99.3 – Cependant le serviteur dit de rentrer pour te reposer. Jonathas a parlé du Messie enfant et, même ici, tu es connu de nom et attendu.”

“Allons.”

Le groupe bouge. Le portier, qui a jeté un coup d’œil, voit et appelle d’autres serviteurs. Il ouvre tout grand le portail qui n’était qu’entrouvert jusqu’alors et court à la rencontre de Jésus avec un véritable respect.

“Répands, Seigneur, ta bénédiction sur nous et sur cette triste maison. Entre. Oh! comme Jonathas regrettera de n’être pas ici! C’était son espérance: te voir.
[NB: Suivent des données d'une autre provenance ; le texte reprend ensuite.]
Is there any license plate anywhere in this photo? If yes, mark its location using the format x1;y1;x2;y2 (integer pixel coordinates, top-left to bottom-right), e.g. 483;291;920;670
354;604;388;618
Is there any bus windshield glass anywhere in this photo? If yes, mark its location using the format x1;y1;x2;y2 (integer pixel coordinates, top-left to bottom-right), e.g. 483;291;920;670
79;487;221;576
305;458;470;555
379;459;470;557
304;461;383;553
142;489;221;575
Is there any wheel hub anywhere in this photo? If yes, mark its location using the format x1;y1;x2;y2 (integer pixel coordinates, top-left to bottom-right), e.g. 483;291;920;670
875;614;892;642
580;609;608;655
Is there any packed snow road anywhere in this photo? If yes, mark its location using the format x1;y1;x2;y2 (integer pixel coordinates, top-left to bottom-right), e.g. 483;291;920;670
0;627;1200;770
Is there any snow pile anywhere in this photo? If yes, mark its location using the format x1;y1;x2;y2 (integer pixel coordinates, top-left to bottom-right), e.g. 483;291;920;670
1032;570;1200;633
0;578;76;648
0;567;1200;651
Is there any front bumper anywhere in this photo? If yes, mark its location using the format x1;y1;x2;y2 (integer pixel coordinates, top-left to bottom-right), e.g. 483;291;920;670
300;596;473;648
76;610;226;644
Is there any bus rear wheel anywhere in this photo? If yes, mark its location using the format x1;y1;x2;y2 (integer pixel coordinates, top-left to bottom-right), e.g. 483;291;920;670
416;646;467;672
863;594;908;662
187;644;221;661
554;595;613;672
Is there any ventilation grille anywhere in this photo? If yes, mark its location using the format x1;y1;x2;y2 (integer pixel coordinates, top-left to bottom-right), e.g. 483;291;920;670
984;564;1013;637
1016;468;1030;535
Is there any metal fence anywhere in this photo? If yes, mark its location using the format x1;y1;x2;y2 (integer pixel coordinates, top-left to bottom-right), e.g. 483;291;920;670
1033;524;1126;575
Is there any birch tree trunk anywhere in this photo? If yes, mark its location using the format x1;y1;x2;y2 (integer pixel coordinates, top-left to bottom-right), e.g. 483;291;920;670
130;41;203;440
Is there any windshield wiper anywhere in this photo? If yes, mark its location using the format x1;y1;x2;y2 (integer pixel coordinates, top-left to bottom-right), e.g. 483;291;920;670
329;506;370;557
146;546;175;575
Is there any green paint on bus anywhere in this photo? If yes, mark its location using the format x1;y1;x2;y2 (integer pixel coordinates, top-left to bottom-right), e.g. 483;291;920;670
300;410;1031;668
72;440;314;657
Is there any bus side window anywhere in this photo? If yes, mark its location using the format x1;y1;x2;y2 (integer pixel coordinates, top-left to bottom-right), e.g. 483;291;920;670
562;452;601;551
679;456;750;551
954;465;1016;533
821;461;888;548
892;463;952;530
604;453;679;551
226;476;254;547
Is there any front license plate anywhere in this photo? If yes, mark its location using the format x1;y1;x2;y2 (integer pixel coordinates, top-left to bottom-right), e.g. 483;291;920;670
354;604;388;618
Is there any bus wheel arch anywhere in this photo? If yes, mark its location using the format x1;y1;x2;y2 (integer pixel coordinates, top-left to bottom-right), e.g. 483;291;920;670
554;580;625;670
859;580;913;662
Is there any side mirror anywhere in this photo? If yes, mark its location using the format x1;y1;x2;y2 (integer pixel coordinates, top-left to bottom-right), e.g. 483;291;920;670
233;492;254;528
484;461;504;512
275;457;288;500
Entre, entre, et avec Toi tes amis.”

Dans l’atrium il y a des serviteurs et des servantes de tout âge, tous respectueusement empressés à saluer, et un peu curieux aussi. Une petite vieille pleure dans un coin.
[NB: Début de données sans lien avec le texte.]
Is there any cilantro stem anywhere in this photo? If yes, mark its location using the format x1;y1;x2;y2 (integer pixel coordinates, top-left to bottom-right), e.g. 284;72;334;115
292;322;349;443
Jésus entre et bénit avec son geste et son salut de paix. On offre un goûter. Jésus prend place sur un siège et tout le monde l’entoure.

“Je vois que je ne vous suis pas inconnu” observe Jésus.

“Oh! Jonathas nous a élevés dans le souvenir de ton histoire. Il est bon, Jonathas. Lui dit que c’est, grâce au baiser qu’il t’a donné. Mais il l’est aussi par nature.”

“J’ai donné et reçu des baisers… mais, comme tu dis, il n’y a que chez les bons qu’ils firent croître la bonté. Maintenant il est absent? C’est pour lui que j’étais venu.”

“Je l’ai dit: il est sur le Liban. Là-bas il a des amis… C’est le dernier espoir pour la jeune maîtresse, et si cela ne réussit pas…”

99.4 – La petite vieille, dans son coin, pleure plus fortement. Jésus la regarde d’un air interrogateur.

“C’est Esther, la nourrice de la maîtresse. Elle pleure car elle ne peut se résigner à la perdre.”

Jésus l’invite à venir près de Lui:

“Viens, mère, ne pleure pas ainsi. Viens près de Moi. Il n’est pas dit que maladie signifie mort!”

“Oh! c’est la mort! la mort! Depuis son unique enfantement malheureux, elle meurt! Les adultères enfantent en cachette et pourtant, elles vivent, et elle, elle bonne, honnête, chère, si chère, doit mourir!”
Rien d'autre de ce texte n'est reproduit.